Previous CEO of Yves Saint Lauren, Reed Kratoff, director of LVMH Moët Hennessy Louis Vuitton, and with experience at Christian Dior, Valérie Hermann is joining as President of Ralph Lauren Luxury Collections (RRL, Black Label, Purple Label, fine Jewelry, etc.). Not only is this to expand Ralph Lauren’s luxury business (higher-end labels) but also to strengthen merchandise innovation in accessories. Ralph Lauren’s current market cap values at $14B. 
Michael Kors
Michael Kors, known for fashion with jet-set aesthetic and modern elegance, has been making waves. As it made its market debut two years ago, Kors’ entrance has posed quite a competition. This is especially for brands such as Coach which has suffered low sales recently. Kors is also penetrating the international market, turning out to be a strong rival among the European fashion houses. The company challenged European luxury by opening stores near the competition; such as in Paris, France. Given context of the Euro-zone crisis Kors’ mix of luxury, affordability, and hint of American style is appealing to Europeans. Europe sales have more than doubled. And recently, Kors opened a 5,800 square feet flagship in China. Michael Kors current valued at $18B and will reported earnings May 26th.
 Future Luxury IPOs and Competition
Luxury market faces burgeoning competition. Other market participants may follow suit with an IPO; such as, Tory Burch and J. Crew Group, Inc. group. Both are speculated to enter the equity market this year. Tory Burch has been subtly increasing its image and J. Crew has opened stores in Hong Kong and London.
With a new CEO, Craig Leavitt, and new  narrowed focus to one label only, Kate Spade (KATE) can embrace potential for further positive growth. The company recently changed their name from former name, Fifth & Pacific Companies after selling off Lucky Brand Jeans.
Michael Kors on the rise

Michael Kors' last quarter was remarkable as it grew sales by 59% and income by an even greater margin of 77%. Kors earned $230 million on a little over $1 billion in revenue. Furthermore, Kors only has 9% of the luxury handbag market. The company has an excellent opportunity to eat away at Coach's larger share of 22%.

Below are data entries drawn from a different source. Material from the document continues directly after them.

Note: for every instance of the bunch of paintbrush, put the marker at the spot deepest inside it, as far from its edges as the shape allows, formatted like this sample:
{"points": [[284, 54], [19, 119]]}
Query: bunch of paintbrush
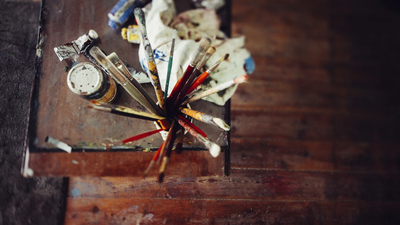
{"points": [[171, 114]]}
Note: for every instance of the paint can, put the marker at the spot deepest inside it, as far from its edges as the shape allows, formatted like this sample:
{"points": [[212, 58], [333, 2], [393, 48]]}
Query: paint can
{"points": [[90, 82]]}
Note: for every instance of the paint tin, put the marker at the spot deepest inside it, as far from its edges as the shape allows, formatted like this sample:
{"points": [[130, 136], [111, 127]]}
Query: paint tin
{"points": [[89, 82]]}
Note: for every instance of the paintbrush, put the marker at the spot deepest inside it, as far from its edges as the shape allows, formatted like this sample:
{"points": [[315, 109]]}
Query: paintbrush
{"points": [[115, 73], [153, 160], [210, 51], [113, 57], [140, 136], [205, 118], [191, 125], [211, 146], [153, 73], [217, 88], [169, 142], [171, 56], [204, 75], [179, 145], [123, 111], [204, 44]]}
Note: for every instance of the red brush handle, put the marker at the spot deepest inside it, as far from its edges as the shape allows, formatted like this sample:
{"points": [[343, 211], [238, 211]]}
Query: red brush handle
{"points": [[192, 125]]}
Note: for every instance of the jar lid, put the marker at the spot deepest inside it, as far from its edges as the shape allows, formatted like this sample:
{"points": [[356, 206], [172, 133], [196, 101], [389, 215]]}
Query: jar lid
{"points": [[85, 78]]}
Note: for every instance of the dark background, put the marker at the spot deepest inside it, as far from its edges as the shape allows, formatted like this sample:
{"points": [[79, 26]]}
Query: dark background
{"points": [[371, 37]]}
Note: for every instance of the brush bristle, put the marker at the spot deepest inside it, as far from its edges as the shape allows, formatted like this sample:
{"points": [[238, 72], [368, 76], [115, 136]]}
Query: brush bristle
{"points": [[211, 50], [178, 148], [161, 177], [225, 57], [215, 150], [205, 42], [241, 79], [95, 102], [221, 124]]}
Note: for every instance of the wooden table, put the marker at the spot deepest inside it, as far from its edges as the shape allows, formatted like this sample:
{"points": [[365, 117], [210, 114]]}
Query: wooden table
{"points": [[96, 137]]}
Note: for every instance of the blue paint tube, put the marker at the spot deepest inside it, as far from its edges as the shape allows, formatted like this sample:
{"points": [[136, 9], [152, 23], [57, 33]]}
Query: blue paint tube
{"points": [[122, 11]]}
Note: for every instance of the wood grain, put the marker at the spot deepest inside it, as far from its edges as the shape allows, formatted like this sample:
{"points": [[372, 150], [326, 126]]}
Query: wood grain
{"points": [[314, 130]]}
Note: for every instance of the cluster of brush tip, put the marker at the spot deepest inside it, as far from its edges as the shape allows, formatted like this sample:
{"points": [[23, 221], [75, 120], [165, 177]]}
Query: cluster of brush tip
{"points": [[170, 112]]}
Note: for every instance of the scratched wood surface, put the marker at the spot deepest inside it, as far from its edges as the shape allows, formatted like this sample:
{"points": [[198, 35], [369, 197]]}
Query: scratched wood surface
{"points": [[59, 113], [314, 131]]}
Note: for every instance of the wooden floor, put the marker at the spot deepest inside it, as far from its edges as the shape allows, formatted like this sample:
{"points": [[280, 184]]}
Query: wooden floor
{"points": [[315, 131]]}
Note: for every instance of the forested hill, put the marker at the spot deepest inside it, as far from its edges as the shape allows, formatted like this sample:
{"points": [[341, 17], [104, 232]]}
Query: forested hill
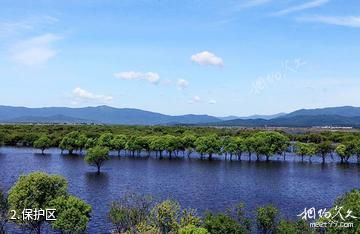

In comparison with Kate Spade, Kors is in a better position financially as it carries no debt and has a cash account of over $800 million. Conversely, Kate Spade has a little less than $400 million in debt and just shy of $100 million in cash. On a valuation basis, Kors trades at almost half of the P/E multiple of Kate Spade, 32 versus 57.

Also, Michael Kors is expanding into new products and markets in a recent deal with Luxottica Group. The two companies are introducing a Michael Kors eye-wear collection that will debut in early 2015. Michael Kors is also working to capture more share of the growing men's luxury business in addition to its bread-and-butter business of women's luxury fashion.